2. The piperidine derivative or a salt thereof according to claim 1, wherein 2 R, is an alkyl group having 1 to 8 carbon atoms.

The piperidine according to claim _{1, wherein} 3 R ₁ is an alkyl group having 1 to 3 carbon atoms. Derivatives or salts thereof.

4. The piperidine derivative according to any one of claims 1 to 3, wherein R 3 and R ₄ are an alkyl group having 1 to 8 carbon atoms, or a salt thereof.

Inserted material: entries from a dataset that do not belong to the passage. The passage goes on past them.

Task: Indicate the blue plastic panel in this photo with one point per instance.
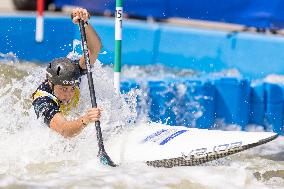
(232, 100)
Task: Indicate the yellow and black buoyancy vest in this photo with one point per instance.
(64, 108)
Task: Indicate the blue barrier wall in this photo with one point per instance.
(255, 13)
(186, 102)
(254, 55)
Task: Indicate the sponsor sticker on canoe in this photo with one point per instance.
(163, 136)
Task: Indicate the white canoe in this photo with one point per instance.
(167, 146)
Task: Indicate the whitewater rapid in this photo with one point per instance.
(33, 156)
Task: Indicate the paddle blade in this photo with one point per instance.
(105, 159)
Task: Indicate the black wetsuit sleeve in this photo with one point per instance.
(46, 108)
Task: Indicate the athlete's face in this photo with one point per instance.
(64, 93)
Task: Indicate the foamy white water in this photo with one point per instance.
(33, 156)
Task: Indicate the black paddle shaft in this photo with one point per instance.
(105, 159)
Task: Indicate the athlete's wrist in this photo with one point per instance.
(83, 121)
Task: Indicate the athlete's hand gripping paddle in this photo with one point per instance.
(104, 158)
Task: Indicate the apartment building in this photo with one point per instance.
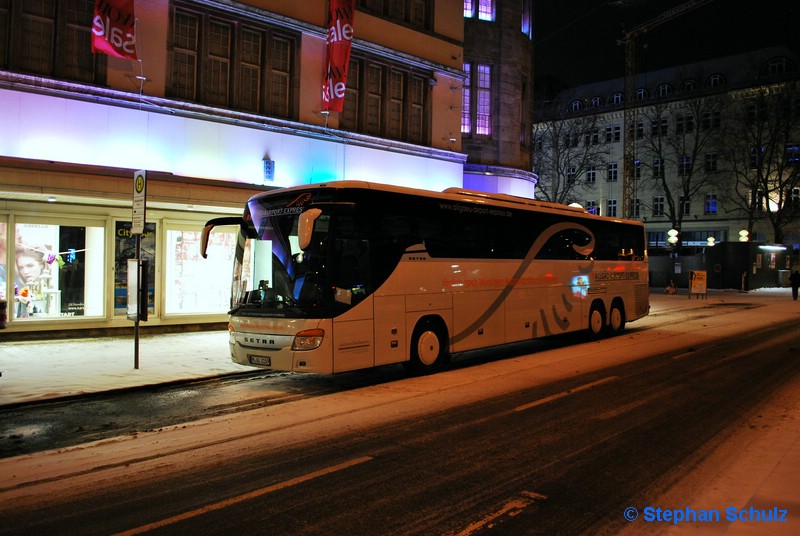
(715, 151)
(222, 101)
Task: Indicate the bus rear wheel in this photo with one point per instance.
(616, 318)
(428, 349)
(597, 321)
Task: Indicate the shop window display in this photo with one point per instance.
(195, 284)
(51, 267)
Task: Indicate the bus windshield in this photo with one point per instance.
(280, 273)
(273, 276)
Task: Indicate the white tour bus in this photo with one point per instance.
(348, 275)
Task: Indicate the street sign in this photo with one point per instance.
(139, 202)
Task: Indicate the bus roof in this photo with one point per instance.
(457, 194)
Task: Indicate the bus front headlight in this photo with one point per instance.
(308, 339)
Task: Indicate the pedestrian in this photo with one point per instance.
(794, 279)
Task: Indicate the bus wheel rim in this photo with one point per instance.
(616, 318)
(428, 348)
(596, 321)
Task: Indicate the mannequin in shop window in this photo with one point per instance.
(31, 281)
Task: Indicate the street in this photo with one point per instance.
(558, 438)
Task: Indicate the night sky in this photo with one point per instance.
(576, 40)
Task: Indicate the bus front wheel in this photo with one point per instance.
(428, 349)
(617, 318)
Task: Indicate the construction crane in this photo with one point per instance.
(630, 42)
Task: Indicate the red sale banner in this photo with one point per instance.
(114, 28)
(337, 53)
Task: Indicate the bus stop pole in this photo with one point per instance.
(138, 293)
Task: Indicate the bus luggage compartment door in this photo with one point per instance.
(390, 332)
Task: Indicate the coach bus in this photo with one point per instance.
(348, 275)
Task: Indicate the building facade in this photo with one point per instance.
(223, 102)
(497, 97)
(716, 151)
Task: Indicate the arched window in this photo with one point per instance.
(716, 80)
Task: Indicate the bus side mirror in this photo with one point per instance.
(210, 224)
(305, 226)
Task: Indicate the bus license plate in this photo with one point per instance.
(260, 360)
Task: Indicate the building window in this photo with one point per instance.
(656, 239)
(659, 127)
(658, 168)
(684, 124)
(571, 173)
(611, 208)
(710, 206)
(480, 9)
(685, 206)
(711, 120)
(571, 139)
(711, 162)
(716, 80)
(483, 123)
(591, 174)
(50, 38)
(756, 156)
(592, 137)
(613, 172)
(232, 63)
(386, 100)
(776, 66)
(685, 166)
(415, 13)
(466, 99)
(658, 205)
(639, 130)
(476, 105)
(793, 154)
(527, 18)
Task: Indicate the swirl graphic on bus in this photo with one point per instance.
(583, 269)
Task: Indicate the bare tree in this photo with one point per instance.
(565, 149)
(678, 144)
(763, 150)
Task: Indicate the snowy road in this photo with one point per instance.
(560, 441)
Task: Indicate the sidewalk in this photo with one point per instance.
(42, 370)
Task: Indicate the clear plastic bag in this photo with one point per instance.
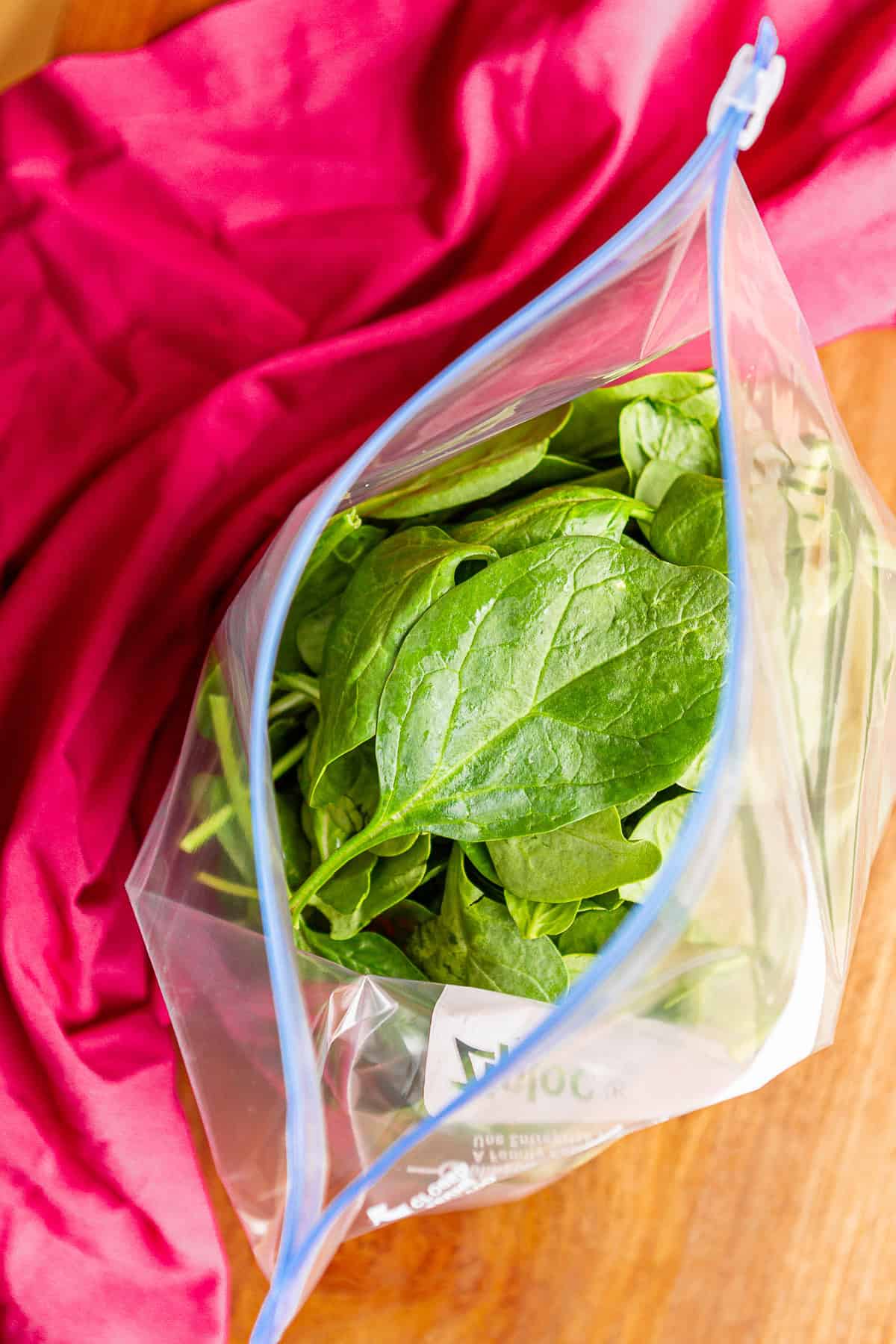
(336, 1102)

5. The piperidine derivative according to claim 1, wherein R ₃ and R ₄ are both t-butyl groups, or a salt thereof.

6. The piperidin derivative according to any one of claims 1 to 5, wherein R ₂ is a hydrogen atom, or a salt thereof.

7. An antioxidant comprising the piperidine derivative according to any one of claims 1 to 6 or a salt thereof as an active ingredient.